The chief challenge facing the president is ignorance. He almost certainly knows nothing about North Korea.
Which may have given rise to President Trump’s belief that after receiving a strong handshake and few verbal assurances, the DPRK leader was prepared to give up his nukes. In fact, few Korea specialists believed the North was prepared to yield its nukes.
While Kim Jong‐un could reasonably make a deal at the edges — halt missile and nuclear testing, cap the number of weapons, allow some forms of safeguards/inspections, adopt other tension‐reduction steps — getting rid of everything was a long‐shot under the best of circumstances.
Still, the possibility was there. But if so, it then behooves the president and his aides to pay attention to what Kim actually agreed to.
Contrary to the claims of National Security Adviser John Bolton and others, there is no evidence that Kim agreed to speedily hand over his nuclear arsenal on the basis of trust, expecting nothing in return until he had placed his country naked at America’s feet.

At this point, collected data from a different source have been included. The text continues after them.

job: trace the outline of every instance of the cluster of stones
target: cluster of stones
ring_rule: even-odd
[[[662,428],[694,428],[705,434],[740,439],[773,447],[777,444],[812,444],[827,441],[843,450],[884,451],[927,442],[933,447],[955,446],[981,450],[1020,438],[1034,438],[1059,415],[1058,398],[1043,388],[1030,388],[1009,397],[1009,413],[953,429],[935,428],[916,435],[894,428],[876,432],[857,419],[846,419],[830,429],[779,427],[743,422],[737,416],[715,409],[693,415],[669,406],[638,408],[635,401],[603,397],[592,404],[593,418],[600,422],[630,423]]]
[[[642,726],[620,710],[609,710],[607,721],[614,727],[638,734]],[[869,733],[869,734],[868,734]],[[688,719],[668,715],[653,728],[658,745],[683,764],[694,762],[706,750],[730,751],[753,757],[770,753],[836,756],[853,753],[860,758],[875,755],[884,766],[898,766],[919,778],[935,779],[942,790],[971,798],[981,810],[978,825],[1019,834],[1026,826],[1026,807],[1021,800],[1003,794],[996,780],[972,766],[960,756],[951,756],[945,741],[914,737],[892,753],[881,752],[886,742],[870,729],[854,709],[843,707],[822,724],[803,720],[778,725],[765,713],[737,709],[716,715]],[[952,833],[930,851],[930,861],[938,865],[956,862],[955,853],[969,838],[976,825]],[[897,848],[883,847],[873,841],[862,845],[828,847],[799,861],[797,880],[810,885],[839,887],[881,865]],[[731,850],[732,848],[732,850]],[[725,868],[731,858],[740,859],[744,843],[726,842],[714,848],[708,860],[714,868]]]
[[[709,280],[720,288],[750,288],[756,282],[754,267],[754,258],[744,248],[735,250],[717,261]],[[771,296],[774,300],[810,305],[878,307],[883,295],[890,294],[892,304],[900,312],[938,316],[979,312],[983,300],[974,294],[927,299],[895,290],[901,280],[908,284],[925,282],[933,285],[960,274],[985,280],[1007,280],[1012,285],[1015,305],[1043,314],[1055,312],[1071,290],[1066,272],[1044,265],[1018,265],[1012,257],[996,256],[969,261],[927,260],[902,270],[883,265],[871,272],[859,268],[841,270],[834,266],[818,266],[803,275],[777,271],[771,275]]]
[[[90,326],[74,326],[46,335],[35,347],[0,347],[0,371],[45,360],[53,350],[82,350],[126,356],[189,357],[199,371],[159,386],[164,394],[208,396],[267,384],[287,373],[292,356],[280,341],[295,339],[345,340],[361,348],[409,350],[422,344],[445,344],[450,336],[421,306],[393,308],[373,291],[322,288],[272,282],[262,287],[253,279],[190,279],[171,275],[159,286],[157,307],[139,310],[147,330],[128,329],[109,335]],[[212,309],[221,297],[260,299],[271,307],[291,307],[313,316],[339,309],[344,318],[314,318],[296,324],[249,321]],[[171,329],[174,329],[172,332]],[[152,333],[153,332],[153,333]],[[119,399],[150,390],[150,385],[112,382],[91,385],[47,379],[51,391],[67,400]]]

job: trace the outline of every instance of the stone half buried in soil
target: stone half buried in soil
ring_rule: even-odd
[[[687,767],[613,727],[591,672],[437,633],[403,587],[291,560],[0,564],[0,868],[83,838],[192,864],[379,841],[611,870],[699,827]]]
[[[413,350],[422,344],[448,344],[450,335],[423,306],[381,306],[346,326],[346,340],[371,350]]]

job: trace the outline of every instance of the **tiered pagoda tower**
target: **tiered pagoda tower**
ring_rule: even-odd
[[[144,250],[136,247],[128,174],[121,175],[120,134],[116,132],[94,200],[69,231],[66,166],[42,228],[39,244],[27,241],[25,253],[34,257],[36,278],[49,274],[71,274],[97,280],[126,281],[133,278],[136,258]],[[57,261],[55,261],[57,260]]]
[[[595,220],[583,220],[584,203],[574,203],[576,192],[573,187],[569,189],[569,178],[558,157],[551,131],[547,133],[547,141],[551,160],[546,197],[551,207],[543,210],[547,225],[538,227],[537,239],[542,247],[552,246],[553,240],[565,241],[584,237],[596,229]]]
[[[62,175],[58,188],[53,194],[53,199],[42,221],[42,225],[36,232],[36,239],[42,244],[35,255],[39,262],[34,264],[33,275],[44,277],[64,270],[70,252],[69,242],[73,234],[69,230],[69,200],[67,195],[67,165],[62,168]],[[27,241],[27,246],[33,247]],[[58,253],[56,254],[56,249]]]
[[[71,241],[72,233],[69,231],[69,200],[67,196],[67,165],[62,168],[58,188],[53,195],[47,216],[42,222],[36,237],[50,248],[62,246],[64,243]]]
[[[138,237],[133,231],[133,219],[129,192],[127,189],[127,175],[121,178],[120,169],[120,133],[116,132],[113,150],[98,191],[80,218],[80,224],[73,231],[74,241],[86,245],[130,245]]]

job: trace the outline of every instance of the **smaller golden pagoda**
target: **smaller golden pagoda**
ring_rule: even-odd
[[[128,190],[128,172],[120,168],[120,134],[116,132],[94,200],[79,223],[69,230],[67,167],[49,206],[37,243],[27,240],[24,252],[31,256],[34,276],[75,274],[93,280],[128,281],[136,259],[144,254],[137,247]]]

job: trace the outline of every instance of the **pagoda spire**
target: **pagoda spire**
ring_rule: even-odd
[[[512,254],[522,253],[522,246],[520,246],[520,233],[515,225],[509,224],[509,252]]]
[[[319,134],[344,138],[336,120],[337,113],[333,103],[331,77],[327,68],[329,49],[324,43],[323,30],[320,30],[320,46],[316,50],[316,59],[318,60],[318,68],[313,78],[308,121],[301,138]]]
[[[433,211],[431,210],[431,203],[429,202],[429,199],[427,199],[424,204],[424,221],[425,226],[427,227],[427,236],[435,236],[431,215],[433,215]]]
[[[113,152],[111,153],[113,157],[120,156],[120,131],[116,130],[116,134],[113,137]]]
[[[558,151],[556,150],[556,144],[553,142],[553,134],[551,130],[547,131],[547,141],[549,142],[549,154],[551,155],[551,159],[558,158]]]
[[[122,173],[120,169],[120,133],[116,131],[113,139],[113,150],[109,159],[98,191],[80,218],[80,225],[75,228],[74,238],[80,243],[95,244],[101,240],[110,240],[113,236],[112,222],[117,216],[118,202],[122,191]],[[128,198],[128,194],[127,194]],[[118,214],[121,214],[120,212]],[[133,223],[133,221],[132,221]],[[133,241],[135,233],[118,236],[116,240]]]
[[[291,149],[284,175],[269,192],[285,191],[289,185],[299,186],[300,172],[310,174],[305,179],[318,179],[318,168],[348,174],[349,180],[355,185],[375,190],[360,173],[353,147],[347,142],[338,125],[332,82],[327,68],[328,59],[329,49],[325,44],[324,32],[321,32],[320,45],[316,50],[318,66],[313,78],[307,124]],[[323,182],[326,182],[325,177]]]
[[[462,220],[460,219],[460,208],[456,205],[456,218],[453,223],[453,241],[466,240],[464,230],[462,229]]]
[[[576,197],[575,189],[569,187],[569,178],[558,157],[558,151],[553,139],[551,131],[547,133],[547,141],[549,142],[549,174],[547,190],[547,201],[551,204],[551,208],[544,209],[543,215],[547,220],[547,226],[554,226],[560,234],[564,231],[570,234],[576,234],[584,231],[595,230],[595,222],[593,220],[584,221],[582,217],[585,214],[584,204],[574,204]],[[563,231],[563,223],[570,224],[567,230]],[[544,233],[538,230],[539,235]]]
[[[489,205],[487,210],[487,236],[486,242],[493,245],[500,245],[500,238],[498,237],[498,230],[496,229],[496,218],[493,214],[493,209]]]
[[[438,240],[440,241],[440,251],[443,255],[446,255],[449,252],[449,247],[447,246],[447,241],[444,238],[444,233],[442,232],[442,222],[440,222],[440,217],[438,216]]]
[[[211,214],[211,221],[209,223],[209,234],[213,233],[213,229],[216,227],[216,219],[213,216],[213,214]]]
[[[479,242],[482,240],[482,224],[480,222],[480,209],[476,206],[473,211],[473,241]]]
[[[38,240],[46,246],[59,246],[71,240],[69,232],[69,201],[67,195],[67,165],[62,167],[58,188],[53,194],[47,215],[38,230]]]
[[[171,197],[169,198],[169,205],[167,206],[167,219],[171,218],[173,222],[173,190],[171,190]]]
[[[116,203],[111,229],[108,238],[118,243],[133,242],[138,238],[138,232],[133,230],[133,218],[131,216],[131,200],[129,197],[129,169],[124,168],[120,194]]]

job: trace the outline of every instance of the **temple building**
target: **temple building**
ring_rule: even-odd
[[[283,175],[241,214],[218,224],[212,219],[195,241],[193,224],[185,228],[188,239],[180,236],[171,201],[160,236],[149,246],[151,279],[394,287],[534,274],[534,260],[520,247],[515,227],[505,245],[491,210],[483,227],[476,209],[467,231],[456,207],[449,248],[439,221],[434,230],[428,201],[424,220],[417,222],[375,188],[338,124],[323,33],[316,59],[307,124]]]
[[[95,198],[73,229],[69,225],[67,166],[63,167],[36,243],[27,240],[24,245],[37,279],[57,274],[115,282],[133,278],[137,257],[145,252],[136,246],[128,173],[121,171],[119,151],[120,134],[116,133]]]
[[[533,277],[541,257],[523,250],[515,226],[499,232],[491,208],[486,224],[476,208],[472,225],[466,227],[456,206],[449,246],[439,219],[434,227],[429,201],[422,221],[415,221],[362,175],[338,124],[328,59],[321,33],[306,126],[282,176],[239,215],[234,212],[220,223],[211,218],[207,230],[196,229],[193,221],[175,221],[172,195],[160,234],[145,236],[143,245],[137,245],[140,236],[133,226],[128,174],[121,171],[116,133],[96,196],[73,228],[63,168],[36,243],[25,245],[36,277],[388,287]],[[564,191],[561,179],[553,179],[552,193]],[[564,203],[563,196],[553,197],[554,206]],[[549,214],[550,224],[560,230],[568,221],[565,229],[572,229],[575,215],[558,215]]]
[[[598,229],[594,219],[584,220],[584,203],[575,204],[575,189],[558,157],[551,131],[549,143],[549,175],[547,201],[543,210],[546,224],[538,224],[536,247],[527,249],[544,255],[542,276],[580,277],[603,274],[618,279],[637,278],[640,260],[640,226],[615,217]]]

What did Kim accept? As has been oft‐noted, the U.S. and DPRK always have had a different definition of nuclear disarmament. The two governments look at the issue quite differently.
American policymakers mean CVID, or complete, verifiable, irreversible denuclearization. Pyongyang looks at U.S. power in the South and beyond the peninsula. The ultimate result might be CVID, but not likely without something more from America.
Moreover, the summit communique set forth what looks to be a logical process for disarmament. That is, the two leaders committed to forge a bilateral relationship, then establish a peace regime, and then achieve denuclearization.
This strategy actually makes sense if you are a small, vulnerable nation facing the global superpower which routinely, even enthusiastically, imposes regime change while being accountable to no one.
Kim knows that verbal guarantees and paper guarantees will not stop American military power. How to overcome Pyongyang’s natural reluctance? Create trust, which is most likely to come out of creating a deeper bilateral relationship and peace framework for the peninsula.
If I was Kim I still wouldn’t believe American policymakers, but perhaps events would convince him to move forward with denuclearization.
Alas, so far Washington has given the North Koreans little reason to move forward. Of course, the U.S. should not give up everything before getting anything. However, the only realistic strategy is to exchange advantage for advantage.
Kim’s initial direct benefits have been small. Beyond that apparently have been broken promises. Alex Ward of Vox reported that the president promised to sign an agreement ending the Korean War, which would be a significant symbolic affirmation that what Pyongyang calls America’s “hostile policy” was over. Failing to act raises trust issues and suggests that the administration is not prepared to change course.
The North could be play‐acting, of course. I am one of many analysts who would still be saying that denuclearization was unlikely even as the last DPRK nuke was being turned over for destruction.
However, if there is any chance of negotiating away the North’s nuclear arsenal, then Washington must convince Kim that he won’t be betrayed. And so far the Trump administration appears to lack not only a strategy but any interest in increasing the North’s trust.
President Trump was right to try to jump‐start negotiations with North Korea. He should move forward to improve bilateral negotiations and reduce tensions on the peninsula. These are steps worth taking even if denuclearization proves to be pipe dream.
And maybe, just maybe, the president can prove we Korea cynics to be wrong. It’s an effort worth making.